Sinds twee jaar ben ik voorzitter van mijn voetbalvereniging csv DVVA in Amsterdam. Binnen de vereniging waren de geluiden positief over mijn benoeming; niet vanwege het feit dat ik vrouw ben (en de eerste vrouwelijke voorzitter van de vereniging die inmiddels 88 jaar bestaat), maar omdat mensen het vertrouwen hadden dat ik de club goed zou gaan leiden.

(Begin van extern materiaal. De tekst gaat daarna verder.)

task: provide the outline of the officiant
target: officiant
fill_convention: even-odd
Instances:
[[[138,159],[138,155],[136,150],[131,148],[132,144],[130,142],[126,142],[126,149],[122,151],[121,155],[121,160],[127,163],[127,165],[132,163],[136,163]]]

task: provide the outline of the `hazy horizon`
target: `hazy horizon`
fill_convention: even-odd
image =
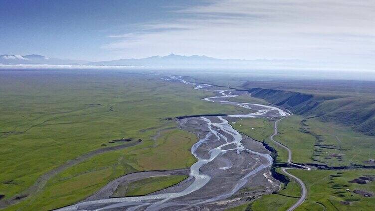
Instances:
[[[0,48],[90,61],[175,53],[373,70],[374,14],[369,0],[1,1]]]

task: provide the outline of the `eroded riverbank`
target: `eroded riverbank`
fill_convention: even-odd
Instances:
[[[195,89],[208,89],[216,94],[204,101],[255,112],[179,119],[180,127],[197,134],[199,141],[191,150],[198,161],[190,167],[189,178],[176,186],[147,196],[89,200],[58,210],[199,210],[205,208],[220,210],[228,205],[233,206],[233,202],[250,200],[252,197],[278,189],[280,183],[270,172],[272,164],[270,152],[261,143],[240,134],[227,119],[283,117],[290,115],[288,112],[271,106],[227,100],[237,96],[238,91],[216,90],[212,85],[195,84],[178,77],[167,80],[193,85]],[[242,188],[251,191],[241,197],[238,191]]]

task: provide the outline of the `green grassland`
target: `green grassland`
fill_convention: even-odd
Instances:
[[[308,189],[306,202],[296,210],[311,210],[314,207],[319,208],[319,204],[326,207],[327,211],[367,211],[372,210],[375,207],[374,197],[365,197],[353,193],[354,190],[361,190],[374,193],[375,190],[374,181],[365,184],[349,182],[364,175],[374,176],[375,170],[313,170],[311,172],[299,170],[289,171],[301,178]],[[351,191],[346,191],[347,189]],[[349,204],[346,205],[343,202]],[[317,208],[317,210],[323,211],[323,209]]]
[[[112,197],[143,196],[179,183],[188,176],[185,175],[153,177],[138,180],[125,187],[119,187]]]
[[[196,137],[165,118],[248,111],[203,102],[199,99],[213,94],[190,86],[117,72],[3,71],[0,92],[0,194],[5,199],[23,193],[68,160],[122,144],[109,143],[113,140],[143,140],[60,172],[7,210],[56,208],[84,199],[124,174],[188,167]],[[169,128],[175,129],[156,141],[151,138]]]
[[[296,163],[374,165],[369,161],[375,158],[375,138],[348,127],[293,115],[280,122],[279,132],[276,140],[292,150]]]

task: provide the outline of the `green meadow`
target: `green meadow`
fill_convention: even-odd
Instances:
[[[0,195],[2,201],[26,197],[5,210],[53,209],[82,200],[125,174],[188,167],[196,136],[167,118],[246,111],[201,101],[213,94],[191,88],[159,76],[116,71],[1,72]],[[67,161],[121,145],[112,141],[123,138],[142,141],[95,155],[28,189]]]

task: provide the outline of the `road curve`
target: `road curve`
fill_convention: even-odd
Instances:
[[[293,115],[293,114],[292,114]],[[295,166],[298,166],[301,168],[304,168],[306,171],[310,171],[311,170],[310,168],[302,166],[301,165],[296,164],[295,163],[293,163],[291,161],[292,160],[292,151],[290,150],[290,149],[286,147],[286,146],[282,144],[282,143],[275,141],[273,139],[273,137],[277,134],[277,123],[280,121],[281,120],[283,119],[284,118],[286,118],[288,116],[284,116],[279,119],[277,120],[276,121],[275,121],[275,125],[274,128],[275,129],[275,132],[270,136],[270,139],[273,141],[276,144],[284,148],[284,149],[286,149],[288,151],[288,161],[287,162],[290,165]],[[300,205],[301,205],[302,203],[303,203],[304,202],[305,202],[305,200],[306,199],[306,196],[307,195],[307,190],[306,189],[306,186],[305,185],[305,184],[302,182],[302,180],[301,180],[300,179],[298,178],[298,177],[296,177],[295,176],[290,174],[288,173],[287,170],[288,169],[293,169],[291,168],[283,168],[281,170],[285,174],[289,176],[290,177],[291,177],[293,178],[295,181],[296,181],[299,184],[300,186],[301,186],[301,197],[300,198],[300,199],[298,200],[298,201],[292,207],[290,207],[288,210],[287,210],[287,211],[292,211],[294,210],[296,208],[298,207]]]

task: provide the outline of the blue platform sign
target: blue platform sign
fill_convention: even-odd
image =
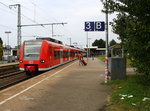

Toch besefte ik al snel dat het voor de buitenwereld bijzonder was. Er volgden interviews in het AD (“Ik ben voorzitter, geen voorzitster”) en De Telegraaf ('Jill staat haar mannetje'). Titels die al direct aanhaken op stereotype beeld dat mannen de scepter zwaaien in de bestuurskamer. En ik vroeg mij af: is wat ik doe nou echt zo bijzonder? In 2017 was slechts een kleine vier procent van alle voetbalvoorzitters vrouw. Sindsdien ben ik mij meer bewust van de achterlopende positie van vrouwen in (sport)besturen en ben ik mij er mee in gaan verdiepen.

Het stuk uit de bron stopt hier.